True, three of the four works have been played previously, but Mr. Waggoner’s Matter, Circle, Heartwas a world premiere. And a work which justified its metaphysical title.
On the surface, the four players dazzled through a perpetual motion of scales and variations, Yet with a few measures s‑l‑o‑w‑l‑y edging toward the whirling (almost) non‑stop four‑artist shenanigans. Yet we had far more here, slithers of melodies peering through the scales, the stops and starts transformed into pure melody.
At first hearing (unlike two of the other works), one didn’t need to look for musical clues to decipher the meaning. Mr. Waggoner’s work swirled for itself.
The opening work by Leningrad-born London-living Elena Firsova also spoke to itself. Though Four Seasons had the doleful quality which she visualizes England’s seasons. I love these seasons, but I doubt if the British Tourist Board would approve the work.

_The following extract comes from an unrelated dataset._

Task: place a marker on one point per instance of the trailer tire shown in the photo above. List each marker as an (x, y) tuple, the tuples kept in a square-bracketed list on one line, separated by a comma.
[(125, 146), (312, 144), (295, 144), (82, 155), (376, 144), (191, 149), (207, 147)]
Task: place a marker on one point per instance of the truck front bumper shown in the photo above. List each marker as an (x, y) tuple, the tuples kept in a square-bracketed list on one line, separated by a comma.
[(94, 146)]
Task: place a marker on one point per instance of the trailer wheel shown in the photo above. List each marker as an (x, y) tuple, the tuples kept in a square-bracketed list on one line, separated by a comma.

Mind you, Ms. Firsova had created a beautifully crafted piece of “Mild winter, beautiful spring, short summer and dull chill autumn.” And the violin, viola and cello made a dark (if hardly lugubrious) background for piano. Musically it was lovely. Thematically, it turned England into a country dark with clouds, sunlight momentarily pushing through.
Victoria Bond, who hosts Cutting Edge Concert was represented by her seven‑movement Trio: Other Selves. Commissioned by Jacob’s Pillow Dance Festival, it was choreographed with the inspiration of sculptures by Marjorie Michael called A Woman’s Journey. One would have liked to see those works, since Ms. Bond’s seven movements, while supposedly theme-and-variation, were a septet of entirely different moods.

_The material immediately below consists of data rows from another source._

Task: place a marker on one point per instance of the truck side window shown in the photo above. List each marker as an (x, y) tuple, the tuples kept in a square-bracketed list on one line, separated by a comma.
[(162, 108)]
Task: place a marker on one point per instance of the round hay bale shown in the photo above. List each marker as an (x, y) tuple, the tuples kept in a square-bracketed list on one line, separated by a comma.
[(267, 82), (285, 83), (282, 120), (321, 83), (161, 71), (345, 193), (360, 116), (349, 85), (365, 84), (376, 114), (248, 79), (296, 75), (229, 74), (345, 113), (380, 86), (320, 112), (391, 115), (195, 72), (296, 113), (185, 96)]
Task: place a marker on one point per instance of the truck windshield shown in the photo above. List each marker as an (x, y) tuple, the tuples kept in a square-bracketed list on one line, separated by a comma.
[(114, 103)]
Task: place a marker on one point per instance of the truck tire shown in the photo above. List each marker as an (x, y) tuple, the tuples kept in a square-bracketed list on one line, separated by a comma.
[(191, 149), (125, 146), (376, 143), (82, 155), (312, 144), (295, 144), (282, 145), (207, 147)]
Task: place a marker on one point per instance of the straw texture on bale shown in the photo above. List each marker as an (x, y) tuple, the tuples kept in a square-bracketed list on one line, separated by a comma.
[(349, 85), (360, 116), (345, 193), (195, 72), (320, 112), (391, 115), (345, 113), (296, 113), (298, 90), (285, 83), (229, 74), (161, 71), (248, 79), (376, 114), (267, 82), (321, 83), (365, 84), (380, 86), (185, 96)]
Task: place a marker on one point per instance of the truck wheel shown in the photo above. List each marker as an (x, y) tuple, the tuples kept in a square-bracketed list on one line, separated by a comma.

Easiest was “Rags”, with its slightly jazzy tone. Then we had three cadenzas. Violin, cello and piano each took movement to show their chops in solo. And finally, we had a finale showing the great craftsmanship which Ms. Bond shows in all here prolific work.
Poul Ruders had no better explanation than critic Stephen Johnson above. But with all the adjectives and nouns characterizing Mr. Ruders, he left out one: the word interesting.
I have loved Ruders’ symphonies, concerti and last night’s Quartet, but one needs many a hearing to peer through the gorgeous jungle of notes. Does he have the thicket of Messiaen (without the New Testament imagines)? Or the jolting lyricism of his countryman Carl Nielsen?
In the four movements of the Quartet last night, I might have tried to “describe” it, but nothing can describe the bounding, soaring, whispering elegiac four movements. Sounds which were clarified into a near-mystical bell‑like finale. I must–as everyone last night should–hear it again and again. Not only for decipherment, but the sheer joy of his inspiration.
Ruder’s Quartet was written for his fellow Danes, the Rudersdal Chamber Players. They were, for four totally separate styles and works, terrific. One might singly them out separately as in Ms. Bond’s cadenzas. But their clarity in Ruder’s Quartet was equally enchanting. May their initial appearance here usher in many more.